On the impact of sanctions so far, he adds: “We are not near the economy being a decisive factor in the Kremlin’s thinking about how to pursue the war.”
Russia’s debt-to-GDP ratio is just below 20%, while the annual spending deficit is about to hit 3.5% – modest by international standards, particularly when compared with the UK’s 11% deficit in the year Covid hit and a debt-to-GDP ratio of about 95%.
Inflation soared after the invasion but has since been tamed, falling towards 6%, only modestly higher than the central bank target of 4%.
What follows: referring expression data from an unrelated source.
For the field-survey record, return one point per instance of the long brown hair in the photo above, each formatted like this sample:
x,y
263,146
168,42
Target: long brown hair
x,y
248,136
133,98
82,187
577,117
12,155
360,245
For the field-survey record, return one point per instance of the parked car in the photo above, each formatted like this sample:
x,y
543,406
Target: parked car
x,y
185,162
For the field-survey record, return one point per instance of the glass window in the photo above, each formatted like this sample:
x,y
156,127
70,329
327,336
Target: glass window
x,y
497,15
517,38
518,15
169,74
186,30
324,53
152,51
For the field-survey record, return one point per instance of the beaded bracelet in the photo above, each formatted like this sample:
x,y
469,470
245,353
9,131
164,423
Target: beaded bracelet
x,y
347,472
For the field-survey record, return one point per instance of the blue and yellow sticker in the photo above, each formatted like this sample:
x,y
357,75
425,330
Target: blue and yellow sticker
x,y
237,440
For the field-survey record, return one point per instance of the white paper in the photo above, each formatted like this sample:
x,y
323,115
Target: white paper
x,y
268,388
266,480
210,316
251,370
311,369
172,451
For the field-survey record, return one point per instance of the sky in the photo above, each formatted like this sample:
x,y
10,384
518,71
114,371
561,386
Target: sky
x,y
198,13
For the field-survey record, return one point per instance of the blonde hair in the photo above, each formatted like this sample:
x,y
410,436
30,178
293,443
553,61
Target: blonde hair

There is little doubt that Putin is turning the Russian economy into a junkyard, full of ageing and increasingly dysfunctional factories. He is milking it to aid the war effort without a care for the long-term consequences. But in the short term – this year and perhaps next – he can continue to fund the conflict without fearing economic collapse.
China remains a friend and buyer of oil, while North Korea supplies people and kit, even if India and other beneficiaries of trade with Russia turn away under a tougher sanctions regime.
Ukraine, meanwhile, has the money to continue for between 18 months and two years after the promise of €90bn from the EU. Putin, for his part, has the reserves to keep paying young men and their families to fight on.
On Friday, Russia launched hypersonic Oreshnik missiles at western Ukraine in a stark escalation of the conflict. The message for Europe is clear: it must help Ukraine push back harder militarily, ignoring Putin’s empty nuclear threats, while tightening the tourniquet on Russian trade.
Four years of weak sanctions gave Putin time to reorganise. A tougher stance on trade may not trigger an economic collapse but Europe needs to work every angle to bring the war to an end.